Een plaatsing in een open behandelsetting is op dit moment aangewezen. Het is echter gezien de ernst van de zorgen en de problematiek de vraag of dat haalbaar is. De moeder en stiefvader hebben ter zitting aangegeven dat zij achter een uithuisplaatsing van [minderjarige (voornaam)] kunnen staan. Zij prefereren echter een plaatsing in een gesloten setting waarbij diagnostiek kan plaatsvinden. De kinderrechter is van oordeel dat de komende periode goed moet worden gemonitord of het verblijf van [minderjarige (voornaam)] in een open setting verantwoord is. De kinderrechter wijst de GI er op dat als de veiligheid van [minderjarige (voornaam)] ernstig in het geding komt, er eventueel een spoed verzoek voor een gesloten plaatsing kan worden ingediend.

De beslissing

De kinderrechter:
verleent een machtiging tot uithuisplaatsing van [minderjarige (voornaam)] in een 24-uursvoorziening voor de duur van de voorlopige ondertoezichtstelling, tot 19 januari 2022;
verklaart de beslissing tot uithuisplaatsing uitvoerbaar bij voorraad.
Deze beslissing is mondeling gegeven en in het openbaar uitgesproken op 19 oktober 2021 door mr. L.P. de Haas, kinderrechter, in tegenwoordigheid van S. Splinter, als griffier.
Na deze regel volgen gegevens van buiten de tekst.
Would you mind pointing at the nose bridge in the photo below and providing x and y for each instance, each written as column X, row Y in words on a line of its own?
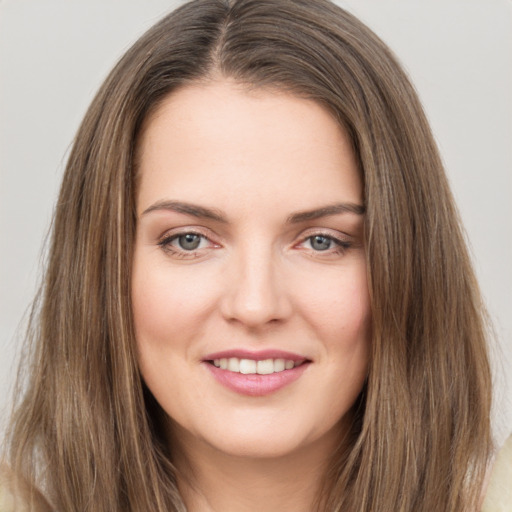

Deze beslissing is schriftelijk vastgesteld op
Hoger beroep tegen deze beschikking kan worden ingesteld:
- door de verzoekers en de belanghebbende(n) aan wie een afschrift van de beschikking is verstrekt of verzonden, binnen drie maanden na de dag van de uitspraak;
- door andere belanghebbenden binnen drie maanden na de betekening daarvan of nadat de beschikking aan hen op een andere wijze bekend is geworden.
Het hoger beroep moet, door tussenkomst van een advocaat, worden ingediend bij de griffie van het gerechtshof te Arnhem-Leeuwarden.